On 25/10/2019 17:13, Annette Markham wrote:
> I agree that the issue is likely larger than simply the accuracy of Senpy.
> 
> Perhaps you already discussed this, but what is the research question in this case? Is it necessary to analyze the comments and if so, why is a total dataset analysis required? If we can better understand the goal of the analysis, we can better assess potential ways to accomplish it. In the previous discussion, the research design seemed rather method or even tool driven, which might not be the optimal way to frame the design, since the tool is flawed.
> 
> FWIW, I'd be happy to have this larger discussion,
> 
> annette
> 
> 
> On 10/25/19, 16:23, "Air-L on behalf of Necip Enes GENGEÇ" <air-l-bounces at listserv.aoir.org on behalf of necipenesgengec at gmail.com> wrote:
> 
>      Hi Charles,
>      
>      I think it's a complete research problem by itself that you are struggling
>      with.
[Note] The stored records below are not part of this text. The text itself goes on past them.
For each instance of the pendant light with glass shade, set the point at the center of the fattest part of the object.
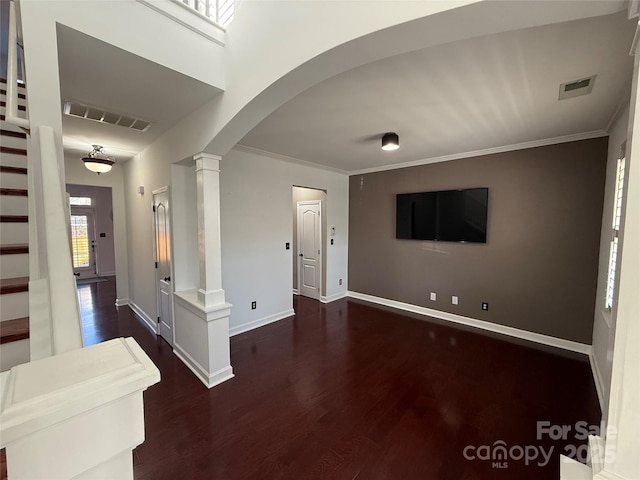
(97, 161)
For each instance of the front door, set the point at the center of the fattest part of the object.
(83, 242)
(309, 249)
(163, 263)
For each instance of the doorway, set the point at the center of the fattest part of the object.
(162, 247)
(309, 235)
(83, 242)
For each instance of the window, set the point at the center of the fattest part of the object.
(615, 224)
(80, 241)
(80, 201)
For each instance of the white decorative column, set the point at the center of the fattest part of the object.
(202, 314)
(209, 244)
(78, 414)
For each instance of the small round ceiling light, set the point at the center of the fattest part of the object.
(97, 161)
(390, 141)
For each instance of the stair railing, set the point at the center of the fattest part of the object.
(11, 111)
(54, 314)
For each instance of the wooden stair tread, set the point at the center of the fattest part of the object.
(14, 330)
(4, 80)
(15, 249)
(20, 95)
(11, 133)
(13, 150)
(14, 192)
(14, 219)
(18, 170)
(14, 285)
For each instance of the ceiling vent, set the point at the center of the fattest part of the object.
(576, 88)
(74, 109)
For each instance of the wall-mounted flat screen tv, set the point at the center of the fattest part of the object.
(447, 215)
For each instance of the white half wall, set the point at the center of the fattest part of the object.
(77, 174)
(257, 221)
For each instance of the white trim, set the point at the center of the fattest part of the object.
(606, 475)
(597, 379)
(261, 322)
(487, 151)
(121, 302)
(209, 379)
(481, 324)
(321, 252)
(146, 319)
(188, 22)
(333, 298)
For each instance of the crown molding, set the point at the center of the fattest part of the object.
(285, 158)
(487, 151)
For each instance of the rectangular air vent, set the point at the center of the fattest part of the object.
(575, 88)
(97, 114)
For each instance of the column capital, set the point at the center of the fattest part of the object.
(207, 161)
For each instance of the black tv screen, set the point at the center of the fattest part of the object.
(447, 215)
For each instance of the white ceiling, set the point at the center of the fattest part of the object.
(95, 73)
(461, 97)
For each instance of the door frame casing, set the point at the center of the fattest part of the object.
(155, 192)
(320, 246)
(90, 212)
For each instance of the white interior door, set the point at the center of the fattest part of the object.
(163, 263)
(309, 249)
(83, 242)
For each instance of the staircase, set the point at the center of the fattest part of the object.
(14, 239)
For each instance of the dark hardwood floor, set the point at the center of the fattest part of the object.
(347, 390)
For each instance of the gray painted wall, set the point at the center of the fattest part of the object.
(538, 269)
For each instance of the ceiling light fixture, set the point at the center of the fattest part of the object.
(390, 141)
(97, 161)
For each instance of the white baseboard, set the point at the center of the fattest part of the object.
(245, 327)
(209, 379)
(333, 298)
(481, 324)
(146, 319)
(597, 379)
(121, 302)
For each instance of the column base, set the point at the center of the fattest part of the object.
(202, 337)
I didn't used Senpy before but it's a predictor at the end of the day
>      and it'll only be close to real conclusion. Incase you want to reduce the
>      manual work, I suggest running the analysis with multiple solutions eg.
>      with Meltwater, Senpy etc. and drive a conclusion for the manual check from
>      a combined result.
>      
>      Cheers,
>      Necip
>      
>      25 Eki 2019 Cum 16:14 tarihinde Charles M. Ess <c.m.ess at media.uio.no> şunu
>      yazdı:
>      
>      > Dear AoIRists,
>      >
>      > First of all, many thanks again to everyone who contributed suggestions
>      > and critical comments regarding emotion detection machines.
>      >
>      > My student settled on Senpy, despite important criticisms and
>      > limitations, and is now in a second phase of analysis.
>      >
>      > The student is collecting emotional analyses of both primary posts and
>      > comments.  Primary posts range around 800 - comment posts are ca. 7000.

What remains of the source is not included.